When Carol, the gorgeous Haitian receptionist, punched out 
at night, studio musicians and engineers would fight to sit upon her swivel chair while it was still warm. Her flanks were awe-inspiring. She transformed from prim librarian to bombshell by doffing her thick eyeglasses and releasing her hair bun, haughtily ignoring wolf whistles from janitors and elevator men. She never once visited me on the fifth floor, a dump she wouldn’t dream of entering. She eventually married chief engineer Vince McGarry.

Bess would often complain about me or Sam to Carol, suspicious that my sixty-dollar-per-week salary was a waste, since they couldn’t watch me upstairs. In fact, after endless dusty afternoons spent separating crusty, waterlogged tape boxes and deciphering their faded origins, I had whittled down the fifth floor, with only one small pile to go. My two-year odyssey was nearly complete. In a week or so, I could type up the master log and present a fully ordered library to my boss, Robert Lifton.

But then, suddenly, I was “laid off.” Lifton mumbled something about “unions cracking down” and regretted my departure, but ol’ Bess, the wicked business manager, had convinced him the budget had to be cut. I was lowest man on the totem pole. I learned a basic tenet of business: I had no clients, brought no accounts into the business.

“But the tapes!” I cried. My masterwork of inventory organization was nearly complete.

“Oh, those,” said Lifton. “Don’t worry, we’ll take care of ’em.”

Dorn’s reign lasted but a few more years. “When you’re just a pure artist, when you do what you want when you want—that doesn’t lay well with business people. As long as you make them money, they’ll put up with your nonsense.

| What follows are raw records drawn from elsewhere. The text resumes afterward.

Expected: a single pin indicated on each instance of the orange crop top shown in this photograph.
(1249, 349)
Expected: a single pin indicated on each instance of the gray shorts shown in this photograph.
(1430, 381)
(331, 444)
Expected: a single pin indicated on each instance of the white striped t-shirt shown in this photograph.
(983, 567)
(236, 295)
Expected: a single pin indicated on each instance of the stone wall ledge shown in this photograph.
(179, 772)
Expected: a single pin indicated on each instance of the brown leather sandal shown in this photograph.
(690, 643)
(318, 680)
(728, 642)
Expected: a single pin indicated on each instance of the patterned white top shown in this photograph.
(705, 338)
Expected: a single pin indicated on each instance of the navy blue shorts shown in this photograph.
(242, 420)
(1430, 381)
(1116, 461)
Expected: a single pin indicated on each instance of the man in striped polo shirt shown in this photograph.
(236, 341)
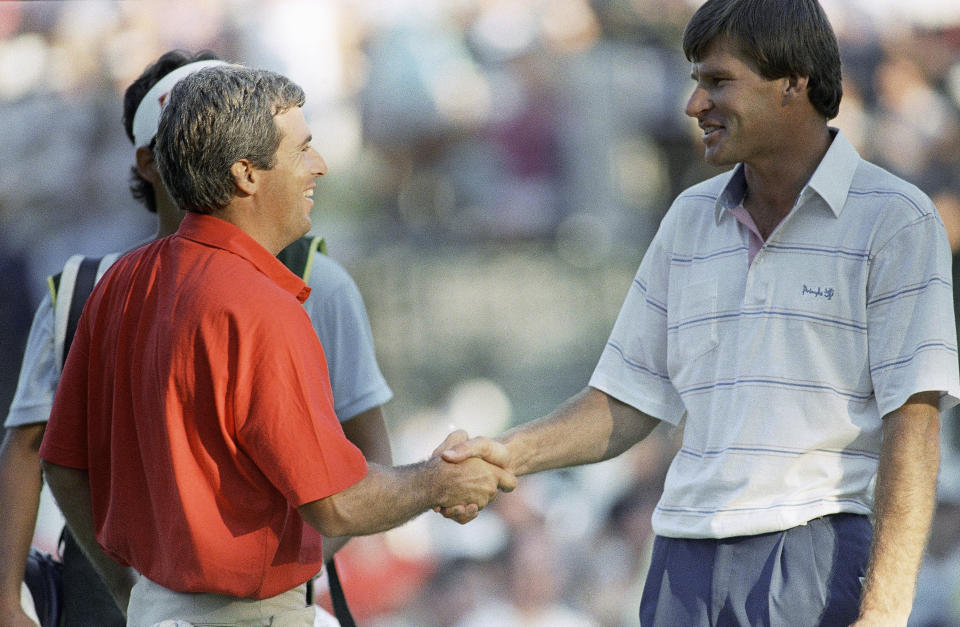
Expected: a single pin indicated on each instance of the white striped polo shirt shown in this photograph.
(782, 369)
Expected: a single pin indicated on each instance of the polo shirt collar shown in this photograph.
(831, 180)
(218, 233)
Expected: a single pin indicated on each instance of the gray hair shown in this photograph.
(214, 118)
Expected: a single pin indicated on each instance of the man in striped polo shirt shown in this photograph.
(795, 316)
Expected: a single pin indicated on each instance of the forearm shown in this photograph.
(904, 505)
(385, 498)
(368, 431)
(71, 489)
(20, 485)
(590, 427)
(388, 497)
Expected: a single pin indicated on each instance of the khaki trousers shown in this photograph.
(154, 605)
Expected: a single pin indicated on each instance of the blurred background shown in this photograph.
(496, 170)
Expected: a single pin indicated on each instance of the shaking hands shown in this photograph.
(477, 469)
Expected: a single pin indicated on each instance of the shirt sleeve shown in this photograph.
(66, 436)
(910, 316)
(339, 318)
(39, 373)
(288, 426)
(633, 364)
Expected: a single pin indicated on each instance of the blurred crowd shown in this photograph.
(497, 168)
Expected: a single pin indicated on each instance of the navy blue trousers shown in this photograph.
(807, 575)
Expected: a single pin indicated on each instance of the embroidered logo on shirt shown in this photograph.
(817, 292)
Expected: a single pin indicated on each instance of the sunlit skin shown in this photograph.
(286, 190)
(769, 125)
(738, 110)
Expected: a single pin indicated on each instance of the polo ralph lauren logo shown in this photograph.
(817, 292)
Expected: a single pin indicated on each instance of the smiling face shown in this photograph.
(739, 111)
(287, 190)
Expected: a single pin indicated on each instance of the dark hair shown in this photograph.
(140, 187)
(214, 118)
(778, 38)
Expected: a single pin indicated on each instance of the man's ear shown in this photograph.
(244, 176)
(147, 166)
(794, 87)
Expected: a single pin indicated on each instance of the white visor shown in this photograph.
(147, 117)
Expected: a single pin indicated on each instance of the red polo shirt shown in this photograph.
(196, 395)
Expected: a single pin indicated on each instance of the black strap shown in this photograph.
(86, 277)
(339, 600)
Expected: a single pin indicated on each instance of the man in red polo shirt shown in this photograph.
(192, 437)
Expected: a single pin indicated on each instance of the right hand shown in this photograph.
(467, 487)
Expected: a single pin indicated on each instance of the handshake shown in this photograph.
(471, 473)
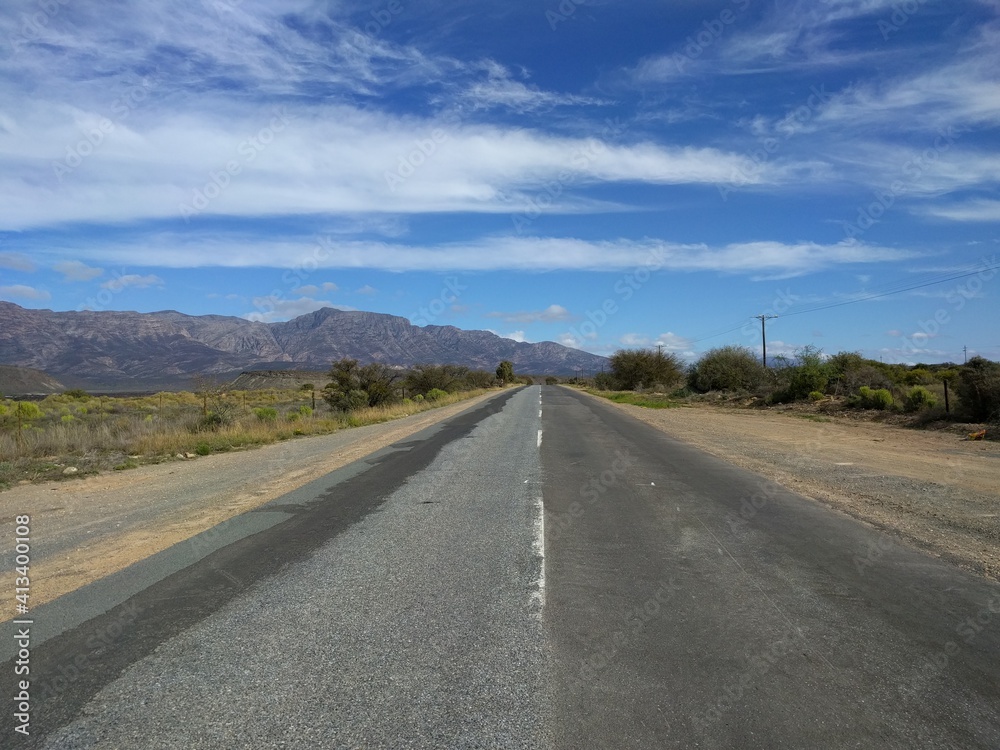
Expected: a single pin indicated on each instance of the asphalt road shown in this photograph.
(423, 598)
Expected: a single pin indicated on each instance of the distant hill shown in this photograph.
(147, 350)
(279, 379)
(21, 381)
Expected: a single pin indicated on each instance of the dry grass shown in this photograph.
(97, 434)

I had a fifteen-year run—it was unbelievable.

“What happened at the end of the ’70s, early ’80s, is when the corporate takeover of music in this country was completed. Now lawyers and accountants and non-in-the-street, non-late-night people were running the music business. They observed it the way businessmen do. They said, ‘Let’s see. This kind of record that sounds this way, goes on this kinda radio, sells at this retail, and pulls this audience at this venue.’ They applied the laws of logic to art. And you can’t. They changed the music business forever. The wildcatters are gone. These are all corporate folks. It finished it for guys like us.”

Years later, I saw Dorn, wild-eyed in his claustrophobic New York apartment, surrounded by boxes of tapes and potheaded mixes, cramping his life. He’d summoned me to a meeting for some TV brainstorm. I brought along my brother Drew, who was supposed to bring a friend who was a scholar of old movie posters. At thirty-five years old, the friend was living at home with his parents and didn’t show. Reached by phone from Dorn’s office, he said he wasn’t allowed to come—he was being “punished.” Then Dorn was summoned to a hospital by a friend having a heart attack. Meeting and TV show ended right there.

But Dorn’s visionary hoarding paid off in the ’90s, as he reinvented himself. Rhino/Atlantic CD box sets revolutionized the biz, and Dorn repackages lots of his old productions.

Lifton moved Regent to the Brill Building. He died of lung cancer around ’86. Four packs of Camels daily. Regent’s space is now part of a famous art gallery building.

I still see those tapes in my dreams, just out of grasp, a week from completion. I ran into Regent’s beloved janitor, Jesus Rojas, many years later. “What happened to all the tapes—my tapes?”

“Thrown out, I theenk,” said Jesus. “Years ago.”